For comparisons to the kind of tales that develop around Jesus see, Smith, Morton. “Prolegomena to a Discussion of Aretalogies, Divine Men, the Gospels and Jesus.” Journal of Biblical Literature 90, no. 2 (1971): 174-99.

[4] See the insightful summary of ancient evidence, including that of our New Testament Gospels, by Andrew Lincoln, “How Babies Were Made in Jesus’ Time,” The Biblical Archaeology Review 40.6 (Nov/Dec 2014):42-49.

[5] Josephus, Jewish War 1. 562.

[6] Tamar posed as a prostitute and got pregnant by Judah, son of Jacob (Genesis 38); Rahab was the prostitute that aided the Israelite spies in conquering Jericho (Joshua 6); Ruth was a Moabite woman who crawled into bed with Boaz—grandfather of king David (Ruth 3); and Bathsheba, mother of Solomon and Nathan, committed adultery with king David (2 Samuel 11).

[7] Tertullian, De Spectaculis 30. This is my translation of the Latin: “Hic est ille, dicam, fabri aut quaestuariae filius, sabbati destructor, Samarites et daemonium habens.”

[8] Appendix 1 contains a fresh translation of the Gospel of Thomas in William Schneemelcher, ed., Gospels and Related Writings, translated by R. McL. Wilson. Vol. 1 of New Testament Apocrypha. Rev. ed. (Louisville: Westminster/John Knox, 1991), pp. 511-522.

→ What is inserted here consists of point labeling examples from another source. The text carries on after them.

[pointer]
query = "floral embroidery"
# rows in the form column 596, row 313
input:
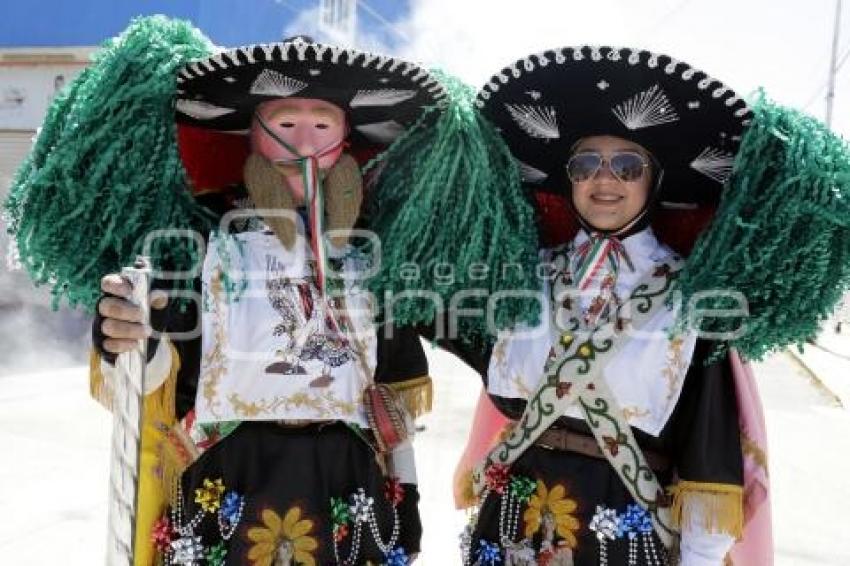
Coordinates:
column 676, row 366
column 209, row 496
column 325, row 404
column 217, row 554
column 214, row 361
column 280, row 541
column 552, row 510
column 394, row 491
column 488, row 553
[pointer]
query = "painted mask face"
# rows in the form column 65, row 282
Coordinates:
column 307, row 127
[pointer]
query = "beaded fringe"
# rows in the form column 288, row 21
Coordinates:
column 717, row 507
column 157, row 476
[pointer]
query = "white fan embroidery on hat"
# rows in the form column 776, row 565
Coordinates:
column 381, row 132
column 714, row 163
column 381, row 97
column 536, row 121
column 645, row 109
column 202, row 110
column 531, row 174
column 272, row 83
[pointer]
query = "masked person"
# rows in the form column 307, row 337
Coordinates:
column 260, row 442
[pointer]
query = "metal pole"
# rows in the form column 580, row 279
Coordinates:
column 833, row 65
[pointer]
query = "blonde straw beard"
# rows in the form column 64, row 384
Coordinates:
column 343, row 187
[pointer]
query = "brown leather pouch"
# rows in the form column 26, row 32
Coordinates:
column 386, row 416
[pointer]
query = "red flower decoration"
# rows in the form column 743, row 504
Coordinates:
column 394, row 491
column 496, row 477
column 340, row 532
column 162, row 534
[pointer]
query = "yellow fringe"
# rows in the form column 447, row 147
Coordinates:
column 719, row 507
column 465, row 494
column 98, row 387
column 417, row 394
column 157, row 476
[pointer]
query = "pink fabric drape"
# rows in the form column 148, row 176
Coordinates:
column 755, row 547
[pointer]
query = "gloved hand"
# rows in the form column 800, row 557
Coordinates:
column 411, row 524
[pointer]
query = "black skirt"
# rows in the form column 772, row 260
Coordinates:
column 269, row 494
column 547, row 511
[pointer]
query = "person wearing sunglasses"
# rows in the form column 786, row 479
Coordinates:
column 622, row 443
column 277, row 422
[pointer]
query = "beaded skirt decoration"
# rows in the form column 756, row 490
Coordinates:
column 326, row 502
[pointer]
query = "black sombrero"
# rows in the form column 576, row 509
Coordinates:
column 692, row 123
column 381, row 95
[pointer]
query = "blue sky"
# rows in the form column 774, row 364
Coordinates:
column 781, row 45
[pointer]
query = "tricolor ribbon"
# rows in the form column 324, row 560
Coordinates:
column 592, row 256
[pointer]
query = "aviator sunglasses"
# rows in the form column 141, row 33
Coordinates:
column 627, row 166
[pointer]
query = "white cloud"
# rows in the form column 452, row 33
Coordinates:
column 782, row 45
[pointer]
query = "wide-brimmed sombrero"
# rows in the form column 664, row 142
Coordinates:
column 381, row 95
column 691, row 122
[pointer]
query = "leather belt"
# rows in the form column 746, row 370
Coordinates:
column 570, row 441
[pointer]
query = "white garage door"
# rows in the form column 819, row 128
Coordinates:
column 14, row 146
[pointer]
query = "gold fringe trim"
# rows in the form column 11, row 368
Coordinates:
column 718, row 507
column 416, row 394
column 750, row 448
column 157, row 474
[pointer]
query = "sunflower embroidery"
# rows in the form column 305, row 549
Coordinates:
column 551, row 510
column 284, row 541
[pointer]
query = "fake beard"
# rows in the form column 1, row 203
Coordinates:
column 343, row 191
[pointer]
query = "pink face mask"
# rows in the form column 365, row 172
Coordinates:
column 289, row 129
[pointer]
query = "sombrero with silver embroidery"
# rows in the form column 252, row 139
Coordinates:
column 691, row 122
column 381, row 95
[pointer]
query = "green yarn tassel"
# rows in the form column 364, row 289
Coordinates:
column 780, row 235
column 449, row 209
column 105, row 170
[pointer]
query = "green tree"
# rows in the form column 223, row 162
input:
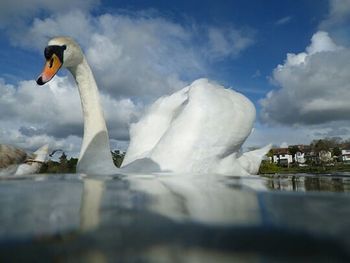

[9] See Funk’s comment, reflecting the majority opinion of the Jesus Seminar Fellows, that this saying has to do with disputes with rival Judean groups over Jesus’ legitimacy, in Robert W. Funk and Roy W. Hover, The Five Gospels: What Did Jesus Really Say? The Search for the Authentic Words of Jesus (New York: HarperOne, 1996), p. 526.